共同センターロゴ小今月の話題(2007年2月)

働く意欲が高い50代

2007.2.4

 厚生労働省が行った「中高年者縦断調査」で、50代の約7割が60歳以降も仕事を続けたいと考えているという結果が出ました。「中高年者縦断調査」は、今後の高齢者施策を計画するうえでの資料を得ることを目的に、毎年同じ人を追跡調査し、変化の過程を継続的に観察することで結果を施策に反映させるというものです。

 今回は昨年11月現在50歳〜59歳である男女を対象に、健康、就業、社会活動についての状況や考え方についてアンケートを行いました。無作為に40,877人を抽出し、33815人(女性17400人・男性16415人)から回答を得ました。

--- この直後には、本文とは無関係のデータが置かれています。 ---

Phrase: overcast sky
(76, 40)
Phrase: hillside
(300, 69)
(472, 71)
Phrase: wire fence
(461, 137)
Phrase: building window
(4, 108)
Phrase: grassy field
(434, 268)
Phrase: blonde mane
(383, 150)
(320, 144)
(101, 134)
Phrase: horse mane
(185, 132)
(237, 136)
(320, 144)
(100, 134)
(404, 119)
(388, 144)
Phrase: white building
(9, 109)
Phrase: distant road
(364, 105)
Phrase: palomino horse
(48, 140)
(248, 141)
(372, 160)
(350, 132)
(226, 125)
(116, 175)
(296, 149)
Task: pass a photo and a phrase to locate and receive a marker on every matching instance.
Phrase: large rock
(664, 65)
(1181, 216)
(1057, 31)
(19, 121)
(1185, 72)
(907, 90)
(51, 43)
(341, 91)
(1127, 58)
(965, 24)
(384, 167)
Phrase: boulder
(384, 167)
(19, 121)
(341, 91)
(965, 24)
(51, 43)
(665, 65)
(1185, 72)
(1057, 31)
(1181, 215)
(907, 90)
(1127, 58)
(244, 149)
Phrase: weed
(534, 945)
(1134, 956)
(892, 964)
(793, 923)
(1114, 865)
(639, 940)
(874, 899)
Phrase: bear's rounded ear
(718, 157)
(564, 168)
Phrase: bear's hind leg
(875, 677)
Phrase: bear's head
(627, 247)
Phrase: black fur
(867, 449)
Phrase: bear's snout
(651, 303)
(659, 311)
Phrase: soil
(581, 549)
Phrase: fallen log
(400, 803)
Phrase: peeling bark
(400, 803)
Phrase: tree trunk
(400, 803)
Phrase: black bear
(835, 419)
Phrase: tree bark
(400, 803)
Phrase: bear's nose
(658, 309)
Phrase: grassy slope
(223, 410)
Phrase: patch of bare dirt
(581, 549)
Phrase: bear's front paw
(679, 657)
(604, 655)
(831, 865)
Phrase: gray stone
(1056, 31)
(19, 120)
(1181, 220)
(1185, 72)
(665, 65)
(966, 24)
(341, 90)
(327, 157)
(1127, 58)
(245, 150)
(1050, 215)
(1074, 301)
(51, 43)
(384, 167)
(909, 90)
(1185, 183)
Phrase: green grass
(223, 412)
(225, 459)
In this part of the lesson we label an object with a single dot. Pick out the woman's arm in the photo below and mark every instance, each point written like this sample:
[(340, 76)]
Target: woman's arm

 回答を見ると「60歳以降の仕事の希望」項目では「60歳以降も続けたい」と考えているのは全体の70.9%で、女性が60.4%、男性が82.1%でした。また、「いつまで仕事をしたいか」という点については「可能な限り仕事をしたい」と考えているのは女性68.1%、男性61.6%という結果でした。女性も男性も10〜20%前後が逆の回答をしています。女性は仕事を続けたくても60歳以降は仕事が続けられない、男性は仕事はしたくなくとも65歳までは続けざるを得ないという人が多いようです。

 具体的な年数を示した人の中では、「65歳まで」が最も多く、全体の20.8%でした。「60歳以降の生活のまかない方」を見ると、64歳までは「仕事の収入で生計を立てたい」と答えたのが全体の66.9%だったのに対し、「公的年金でまかなう」とした人は32.1%にとどまりました。年金が満額もらえる65歳まで仕事を続けたいと考える人が6割以上いるということなのでしょう。

 一方、「現在の健康状態」項目では「どちらかといえば良い」が41.7%と最も多く、次いで「良い」が31.1%で、約8割近くの人が「自分は健康である」と認識していることがわかりました。全体の年齢別で「健康状態が悪い」と答えた人の割合を見ると「50〜54歳」に比べ「55〜59歳」の方が多く、健康状態への不安が年齢とともに高まるようです。

 諸先輩曰く、「国の政策はいざ知らず、健康である限り、自分を必要としてくれる仕事があれば、何より充実した日々を過ごせる」。お互い肝に銘じておきましょう!